The loss of much of the Romans’ practical skill, especially their
administrative abilities, kept Europe from growing dominant worldwide until the
Renaissance. At that time, these more worldly values were reborn due to a
number of factors familiar to scholars (e.g., the fall of
Constantinople, the rise of science, the discovery of the Americas, etc.). Or
perhaps, in another more causally focused view, we could say that the Christian
way, which required every citizen to respect every other citizen, built Western
society’s levels of overall efficiency up to a critical mass that made the
flowering of Western civilization now called the Renaissance inevitable. The
new hybrid value system worked: Greek theoretical knowledge and Roman practical
skills in a Christian social milieu synthesized into a single, functioning
whole. (This synthesis is, arguably, most visible in the
societies whose cities formed the Hanseatic League.)
cities in the Hanseatic League (credit: Wikipedia)
It took over a thousand years for people whose lives focused on
worldly matters, instead of only on seeking salvation in the world after death,
to be seen as good Christian citizens in the community. Artists, architects,
even merchants, explorers and conquistadores finally could do what they had
always done, though now as ways of glorifying God. But in evolutionary terms, a
thousand years is almost nothing.
It is interesting to note the intricacies of the socio-historical
process. Even societies that seem to have reached equilibrium always contain a
few individuals who restlessly test their society’s accepted world view,
values, and morés. These people and their disciples are often the young, which suggests
adolescent revolt plays a vital role in the evolution of society.

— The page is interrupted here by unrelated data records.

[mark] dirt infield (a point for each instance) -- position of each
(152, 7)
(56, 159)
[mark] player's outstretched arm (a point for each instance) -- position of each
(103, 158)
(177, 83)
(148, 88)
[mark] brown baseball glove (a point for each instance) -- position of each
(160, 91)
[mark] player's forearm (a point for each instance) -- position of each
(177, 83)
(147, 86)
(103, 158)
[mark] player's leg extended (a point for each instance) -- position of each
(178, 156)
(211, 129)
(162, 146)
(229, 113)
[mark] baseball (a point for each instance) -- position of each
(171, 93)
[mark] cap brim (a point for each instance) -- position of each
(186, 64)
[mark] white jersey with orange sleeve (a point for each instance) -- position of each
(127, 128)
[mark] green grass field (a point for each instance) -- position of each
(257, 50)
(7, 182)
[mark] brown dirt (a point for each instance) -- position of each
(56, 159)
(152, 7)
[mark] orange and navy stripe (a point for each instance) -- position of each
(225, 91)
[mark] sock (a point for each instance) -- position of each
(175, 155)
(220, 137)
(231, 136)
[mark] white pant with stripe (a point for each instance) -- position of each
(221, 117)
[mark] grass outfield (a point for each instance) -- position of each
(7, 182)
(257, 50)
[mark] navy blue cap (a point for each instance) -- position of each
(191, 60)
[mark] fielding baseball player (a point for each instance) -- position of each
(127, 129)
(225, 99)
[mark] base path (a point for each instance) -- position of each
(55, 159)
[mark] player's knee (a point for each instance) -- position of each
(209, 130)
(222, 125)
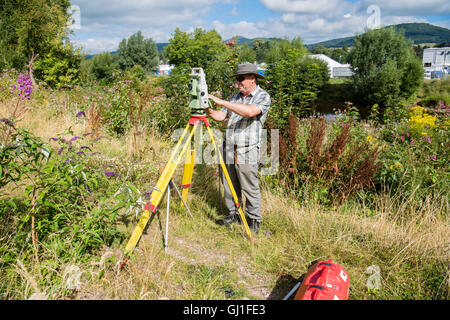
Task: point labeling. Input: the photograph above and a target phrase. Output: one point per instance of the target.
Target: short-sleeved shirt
(245, 133)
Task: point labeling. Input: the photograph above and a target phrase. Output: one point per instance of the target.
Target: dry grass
(207, 261)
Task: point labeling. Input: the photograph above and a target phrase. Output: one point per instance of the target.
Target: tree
(30, 27)
(103, 67)
(196, 49)
(294, 82)
(386, 69)
(38, 29)
(246, 54)
(138, 51)
(203, 49)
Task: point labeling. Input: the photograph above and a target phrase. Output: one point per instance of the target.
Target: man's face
(246, 83)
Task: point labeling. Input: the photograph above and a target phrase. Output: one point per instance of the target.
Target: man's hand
(216, 100)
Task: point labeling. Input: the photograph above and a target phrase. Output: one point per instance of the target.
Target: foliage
(196, 49)
(187, 50)
(102, 68)
(136, 50)
(59, 67)
(293, 82)
(386, 70)
(415, 157)
(38, 27)
(327, 161)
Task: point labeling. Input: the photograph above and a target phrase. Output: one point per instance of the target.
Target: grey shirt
(245, 133)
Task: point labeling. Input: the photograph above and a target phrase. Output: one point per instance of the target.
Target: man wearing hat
(246, 112)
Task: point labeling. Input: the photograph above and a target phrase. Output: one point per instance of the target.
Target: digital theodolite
(198, 93)
(198, 102)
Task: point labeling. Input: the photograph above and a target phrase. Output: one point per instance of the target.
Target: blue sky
(104, 23)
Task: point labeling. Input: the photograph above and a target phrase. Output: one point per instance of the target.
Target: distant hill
(417, 32)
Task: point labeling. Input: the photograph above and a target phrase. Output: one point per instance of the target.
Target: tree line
(387, 72)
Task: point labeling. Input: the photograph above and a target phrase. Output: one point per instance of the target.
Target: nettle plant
(62, 202)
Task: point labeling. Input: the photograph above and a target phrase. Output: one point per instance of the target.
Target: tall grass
(405, 236)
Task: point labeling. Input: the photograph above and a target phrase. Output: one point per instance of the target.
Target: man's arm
(217, 115)
(244, 110)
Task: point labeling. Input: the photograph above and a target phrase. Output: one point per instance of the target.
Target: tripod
(165, 181)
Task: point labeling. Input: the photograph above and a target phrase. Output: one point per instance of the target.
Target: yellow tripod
(181, 149)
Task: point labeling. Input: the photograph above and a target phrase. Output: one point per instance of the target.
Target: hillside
(417, 32)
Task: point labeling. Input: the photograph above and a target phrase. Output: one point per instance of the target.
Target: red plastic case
(324, 280)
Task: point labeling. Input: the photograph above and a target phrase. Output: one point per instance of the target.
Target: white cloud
(301, 6)
(109, 20)
(104, 23)
(410, 7)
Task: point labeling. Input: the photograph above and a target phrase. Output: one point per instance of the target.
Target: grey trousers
(245, 181)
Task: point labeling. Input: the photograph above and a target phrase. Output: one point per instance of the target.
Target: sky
(101, 24)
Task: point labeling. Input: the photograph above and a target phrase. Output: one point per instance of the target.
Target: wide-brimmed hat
(248, 68)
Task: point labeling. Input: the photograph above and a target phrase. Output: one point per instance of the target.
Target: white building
(336, 69)
(164, 69)
(436, 60)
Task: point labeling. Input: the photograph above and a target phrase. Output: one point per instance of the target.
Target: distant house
(436, 61)
(164, 69)
(335, 69)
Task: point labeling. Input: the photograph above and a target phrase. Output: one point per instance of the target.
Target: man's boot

Teenagers
make us look at our values and, once in a while, we realize that one of those
values is due for overhaul or even retirement. Teenage revolt serves a larger
purpose in the evolutionary process of cultural change.
However, it’s more important to understand that many people in the
rest of society see these new thinkers and their followers as delinquents, and
only a very few see them as valuable. It is even more important to see that the
numbers involved on each side don’t matter. What does matter is, first, whether
the new thinkers’ ideas attract at least a few followers and, second, whether
the ideas work, which is to say, whether the followers then live better,
healthier, happier lives than the rest of the society.